= Clarence Sexton =

American religious leader (1948–2023)
Clarence Sexton (1948 - 2023) was an American Independent Baptist pastor and prominent figure in Republican politics in Tennessee, alongside being the founder and president of Crown College in Tennessee.

== Life ==
Sexton was born in the state of Alabama, however, he spent his childhood in Blount County, Tennessee. Sexton later became a pastor at the Temple Baptist Church in Powell, Tennessee and founded the Independent Baptist Crown College in 1991, whose graduates have started around 500 churches in the world.

In 1970, when Sexton was only 22 years old, he met Billy Graham, stating that he viewed him very positively. Sexton has worked with the Independent Baptist preacher Lee Roberson and served as an assistant pastor at Highland Park Baptist Church in Chattanooga, Tennessee.

Sexton had two sons, six grandchildren, and two great-grandchildren. He died in 2023 after being sick for a long time. His wife, who co-founded Crown College with him, died a year later in 2024.

Sexton often tried to seek unity within the Independent Baptist movement, creating the Independent Baptist Friends International in 2010.

In 2017, the Temple Baptist Church was involved in a lawsuit, after a truck injured a woman. The lawsuit also named the Temple Baptist Church, claiming ownership of the equipment. However, Sexton denied the ownership of the truck by the church and any involvement.

== Ruckmanism ==
Clarence Sexton was a King James Only Fundamentalist, however he rejected more extreme views of King James Onlyism. In 2005, Sexton invited William P. Grady, a radical proponent of KJV-onlyism, to speak at Temple Baptist Church. During his sermon, Grady called for a revival of Ruckmanism and argued for a break from broader fundamentalism, claiming it did not go far enough. Sexton responded to Grady's remarks by canceling a subsequent speaking engagement for him at the church.
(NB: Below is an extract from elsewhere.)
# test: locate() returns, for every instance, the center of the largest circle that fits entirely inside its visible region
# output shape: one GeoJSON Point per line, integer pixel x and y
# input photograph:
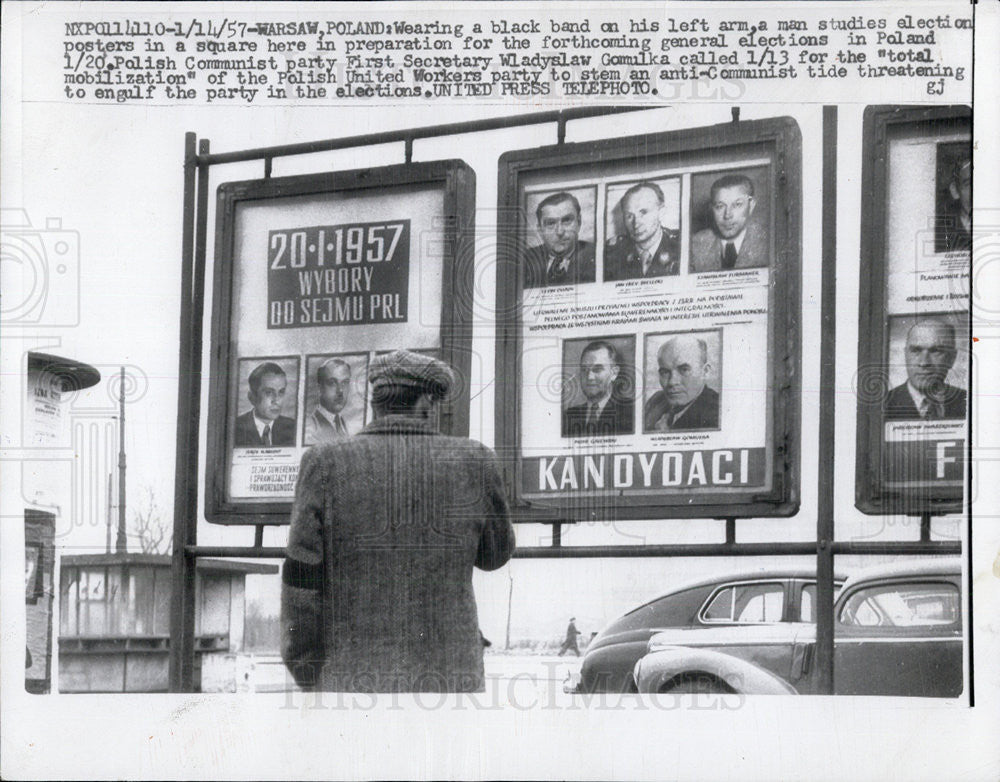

In 2010, Grady published a book called "Given by Inspiration" criticizing KJV-only advocates who promote the KJV in public while accepting the Textus Receptus as the higher authority in private.

== Racism allegations ==
Sexton has been the subject of controversy over racism, especially on the issue of the inclusion of a statue of the confederate general Nathan Bedford Forrest, and Sexton's opposition to the Black Lives Matter movement, to which allegations the college stated that they had been misrepresented.